Older New Zealanders are facing high debt pressure heading into retirement and are making up an increasing percentage of bankruptcies, research has revealed.

Data from credit rating business Credit Simple shows 27.8 per cent of bankruptcies are by people aged over 55 - up from 20.6 per cent in 2010.

The increase comes as the age group also faces high debt levels.

Of those with a mortgage 28 per cent are held by those 55 and over with the average debt level at $321,000.

Older Aucklanders were even more heavily in debt with the average mortgage for an over 55-year-old sitting at $393,229. That was compared to the average mortgage for an Aucklander under 55 of $536,776.

Older people who lived in Dunedin had the lowest debt levels with an average of $164,701.

Hazel Phillips, a Credit Simple spokeswoman, said she didn't know why more older people were going bankrupt and historic data was not conclusive enough to show mortgage debt was increasing.

"But if you look at what is happening in society, it is harder to own property and more expensive."

She said anecdotal evidence pointed to some people just putting big expenses like a holiday or renovations on their mortgage instead of saving up for it.

If people never paid down their mortgage they would simply get to retirement with a big debt, she said.

Phillips said the ideal position to be in heading into retirement was owning a mortgage free home with some savings in the bank.

She said some Aucklanders believed it was okay to have a big mortgage because their house was worth a lot of money.

That meant they could down-size and move out of Auckland on retirement to get rid of the debt.

But Phillips questioned the reality of that.

"Are people actually going to do that?
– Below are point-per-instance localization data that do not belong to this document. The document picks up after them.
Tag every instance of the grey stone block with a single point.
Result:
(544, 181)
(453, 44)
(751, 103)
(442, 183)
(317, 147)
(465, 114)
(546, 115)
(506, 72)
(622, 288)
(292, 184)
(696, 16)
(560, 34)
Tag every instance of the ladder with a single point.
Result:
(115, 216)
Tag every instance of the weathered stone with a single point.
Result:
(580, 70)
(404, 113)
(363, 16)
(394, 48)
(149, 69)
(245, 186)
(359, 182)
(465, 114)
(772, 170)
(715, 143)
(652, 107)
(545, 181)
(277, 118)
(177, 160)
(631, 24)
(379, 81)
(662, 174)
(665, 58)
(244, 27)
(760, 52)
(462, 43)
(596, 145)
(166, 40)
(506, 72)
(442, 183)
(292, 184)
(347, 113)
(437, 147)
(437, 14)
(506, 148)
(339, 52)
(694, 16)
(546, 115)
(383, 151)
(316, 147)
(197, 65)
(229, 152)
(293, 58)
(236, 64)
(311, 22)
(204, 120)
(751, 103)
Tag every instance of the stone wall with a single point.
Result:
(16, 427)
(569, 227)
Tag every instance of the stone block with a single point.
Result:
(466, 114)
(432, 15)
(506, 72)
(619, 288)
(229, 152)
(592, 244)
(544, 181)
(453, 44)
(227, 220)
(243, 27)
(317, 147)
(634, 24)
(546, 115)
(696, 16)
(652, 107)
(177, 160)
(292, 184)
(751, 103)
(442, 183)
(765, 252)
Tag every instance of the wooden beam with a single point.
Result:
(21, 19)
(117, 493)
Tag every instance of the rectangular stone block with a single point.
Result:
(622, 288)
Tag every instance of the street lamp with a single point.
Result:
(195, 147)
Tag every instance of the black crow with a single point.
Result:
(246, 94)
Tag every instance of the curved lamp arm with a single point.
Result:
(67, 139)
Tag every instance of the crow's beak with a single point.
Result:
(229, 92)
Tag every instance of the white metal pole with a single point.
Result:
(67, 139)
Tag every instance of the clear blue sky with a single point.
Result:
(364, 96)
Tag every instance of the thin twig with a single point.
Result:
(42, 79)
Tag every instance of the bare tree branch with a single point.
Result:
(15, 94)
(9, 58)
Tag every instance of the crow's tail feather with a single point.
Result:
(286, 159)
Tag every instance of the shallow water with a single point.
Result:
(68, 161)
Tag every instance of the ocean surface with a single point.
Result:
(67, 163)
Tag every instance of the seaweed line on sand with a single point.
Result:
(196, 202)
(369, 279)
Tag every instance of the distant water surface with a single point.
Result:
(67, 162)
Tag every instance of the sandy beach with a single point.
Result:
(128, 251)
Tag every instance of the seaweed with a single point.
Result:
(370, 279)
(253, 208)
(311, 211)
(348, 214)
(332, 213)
It's a nice idea."

Some over 65 year olds are still carrying big mortgages.

According to Credit Simple 8 per cent of all mortgages are held by over 65-year-olds and the average owed was $232,000.

Phillips said many were also heading into their twilight years with more than just mortgage debt.

People over 65 were responsible for four per cent of personal loans and 16 per cent of credit card debt.

The average credit card limit peaks in the mid-60s for both men and women, rising from an average limit of $1756 for 18-year-olds to $11,135 for 65-year-olds.

Credit limits typically rise as people get older and establish credit history.

But Phillips said just because people had access to credit didn't mean they should use it.

She urged those with high interest debt to refinance it and use their credit rating to negotiate a better rate.

"With interest rates tipped to rise, it's more important than ever to use the power of your credit score to negotiate better interest deals," she said.